Rechtspopulismus und EU: Der Brexit ist auch gut für Europa!

Für Großbritannien ist der Brexit eine Katastrophe. Gerade deshalb könnte er die Attraktivität antieuropäischer Ideologien schmälern. Vielleicht kommt er sogar zur rechten Zeit. Ein Kommentar.
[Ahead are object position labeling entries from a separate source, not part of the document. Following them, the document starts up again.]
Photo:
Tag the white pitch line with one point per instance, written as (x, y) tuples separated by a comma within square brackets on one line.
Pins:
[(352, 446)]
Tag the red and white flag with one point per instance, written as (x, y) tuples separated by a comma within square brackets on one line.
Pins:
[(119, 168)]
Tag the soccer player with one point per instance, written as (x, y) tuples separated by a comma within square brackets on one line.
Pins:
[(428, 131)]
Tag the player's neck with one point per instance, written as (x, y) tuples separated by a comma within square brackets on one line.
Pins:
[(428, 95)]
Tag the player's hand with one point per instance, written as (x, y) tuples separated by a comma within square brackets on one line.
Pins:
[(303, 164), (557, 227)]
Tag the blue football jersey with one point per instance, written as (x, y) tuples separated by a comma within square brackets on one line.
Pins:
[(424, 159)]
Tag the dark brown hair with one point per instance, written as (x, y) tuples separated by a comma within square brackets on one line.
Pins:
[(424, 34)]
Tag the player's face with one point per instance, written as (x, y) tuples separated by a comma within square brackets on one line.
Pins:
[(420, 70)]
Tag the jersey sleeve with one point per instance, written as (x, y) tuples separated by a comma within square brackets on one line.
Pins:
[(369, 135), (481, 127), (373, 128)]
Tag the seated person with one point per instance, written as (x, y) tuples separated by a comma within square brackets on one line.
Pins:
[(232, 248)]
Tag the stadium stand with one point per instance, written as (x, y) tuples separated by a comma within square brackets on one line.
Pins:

Ein Kommentar von Malte Lehming

Manche Ideologien müssen sich erst durchsetzen, bevor sie widerlegt werden können. Ohne den real existierenden Sozialismus – ohne Gulag, Maos Kulturrevolution und DDR – würden womöglich immer noch Millionen Menschen für den Traum von einer klassenlosen Gesellschaft auf die Barrikaden gehen. Doch das tun sie nicht, weil sie die Enttäuschung von einer Täuschung befreit hat. So etwas tut gemeinhin weh. Sich mit einer Welt arrangieren zu müssen, in der es Privateigentum, entfremdete Arbeit und Ausbeutung gibt, fällt schwer. Zu erkennen, dass die Alternativen dazu noch ärger sind, ist trostlos. Aber es ist allemal besser, als erneut und mit Macht und Gewalt das Glück auf Erden erzwingen zu wollen.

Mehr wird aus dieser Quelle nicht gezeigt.